Ten months into the iPad Era, we have a pretty good idea of what we want in a case: tilted typing mode, highly angled video mode, and secure coverage of the screen during transport. The venerable memory and Mac upgrade maker Newer Technology has entered the market with their Pad Protector, and it easily checks through these basics. What does it add and what things keep it from being the ultimate case for your iPad? Let’s take a closer look.
NewerTech Pad Protector for iPad Review
At first glance, this is a beautiful, well-made leather case, with top-stitching in the same color as the case. (It’s available in black or red. I was sent the black version.) While it follows closely to the Apple case, there are departures. First, there are magnets that seal the cover closed ever so lightly. Not a firm latch, but enough that you have to give it a good little tug to get it open. There are also small magnets holding the tab on the back closed. This tab, like the one on the back of the Apple case, holds the case into a wedge that can be used for typing at a low angle, or watching video at a high angle. The Newer Tech case has an extra hinge on the front, which provides a bit flatter side when in video orientation, but also makes it less stable in typing mode.

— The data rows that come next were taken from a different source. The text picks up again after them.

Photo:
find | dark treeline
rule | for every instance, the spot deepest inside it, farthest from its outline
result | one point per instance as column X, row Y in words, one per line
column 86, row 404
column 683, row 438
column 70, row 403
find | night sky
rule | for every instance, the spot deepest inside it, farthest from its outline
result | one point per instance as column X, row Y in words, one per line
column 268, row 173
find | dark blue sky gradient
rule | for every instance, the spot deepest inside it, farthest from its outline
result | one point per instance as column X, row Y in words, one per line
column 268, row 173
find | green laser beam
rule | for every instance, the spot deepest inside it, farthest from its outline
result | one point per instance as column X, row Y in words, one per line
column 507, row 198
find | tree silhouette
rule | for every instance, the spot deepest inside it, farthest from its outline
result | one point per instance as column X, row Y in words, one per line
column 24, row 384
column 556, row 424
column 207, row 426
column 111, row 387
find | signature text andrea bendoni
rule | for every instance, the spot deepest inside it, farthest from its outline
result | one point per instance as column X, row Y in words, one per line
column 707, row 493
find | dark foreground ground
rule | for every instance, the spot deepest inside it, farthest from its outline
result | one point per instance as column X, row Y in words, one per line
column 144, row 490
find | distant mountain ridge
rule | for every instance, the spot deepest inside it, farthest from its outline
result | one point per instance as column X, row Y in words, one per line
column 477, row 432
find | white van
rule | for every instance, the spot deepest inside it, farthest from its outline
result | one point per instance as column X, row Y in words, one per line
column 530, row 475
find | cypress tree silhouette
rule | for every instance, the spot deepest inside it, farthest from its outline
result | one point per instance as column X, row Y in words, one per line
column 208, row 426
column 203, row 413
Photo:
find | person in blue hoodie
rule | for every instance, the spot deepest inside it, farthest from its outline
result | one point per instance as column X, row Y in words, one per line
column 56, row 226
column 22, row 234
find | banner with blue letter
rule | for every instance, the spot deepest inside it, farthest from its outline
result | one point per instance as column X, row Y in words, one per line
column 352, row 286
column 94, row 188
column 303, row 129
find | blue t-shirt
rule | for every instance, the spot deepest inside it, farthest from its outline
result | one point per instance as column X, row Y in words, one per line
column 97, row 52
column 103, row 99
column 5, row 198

Another difference in the Newer Tech case is the iPad holding frame. On many cases, the iPad is inserted from the long hinge edge, which prevents the device from sliding out when the cover is closed. Some of these cases also incorporate a tab of some sort to hold it in place as well. The Newer Tech case has, instead, an open side at the “top” of the case, leaving the entire device free to slide out without disturbing the magnetic latch. After having my iPad slip out over halfway twice in as many days of use, I took it off and went back to a more secure case.
With leather cases, the case is as tight as it’s going to ever be on the first day of use. If it’s sliding out of the case while it’s under your arm on day one, that spells trouble to me. It’s a lovely case, and may weather well, but with this fatal flaw, I’m not willing to risk the safety of my iPad to test it further.
Included in the package is also a screen protector. While I’m not a fan of putting one on my iPad, some folks think this is a good idea. I tried showing what the clear screen protector would look like with some photos, and could see the difference, but I’m not sure you’d notice if the whole screen was covered. There is a color difference, from what I can see.
I give the case one star. It’s well-made of quality materials, and very attractively priced at $25, but the design is flawed sufficiently to prevent me from recommending it to anyone. Add a strap to secure the iPad in the case, or move the insertion point inside the fold of the case, and you’ll have a solid four- or five-star case, but as it stands, this is a no-go.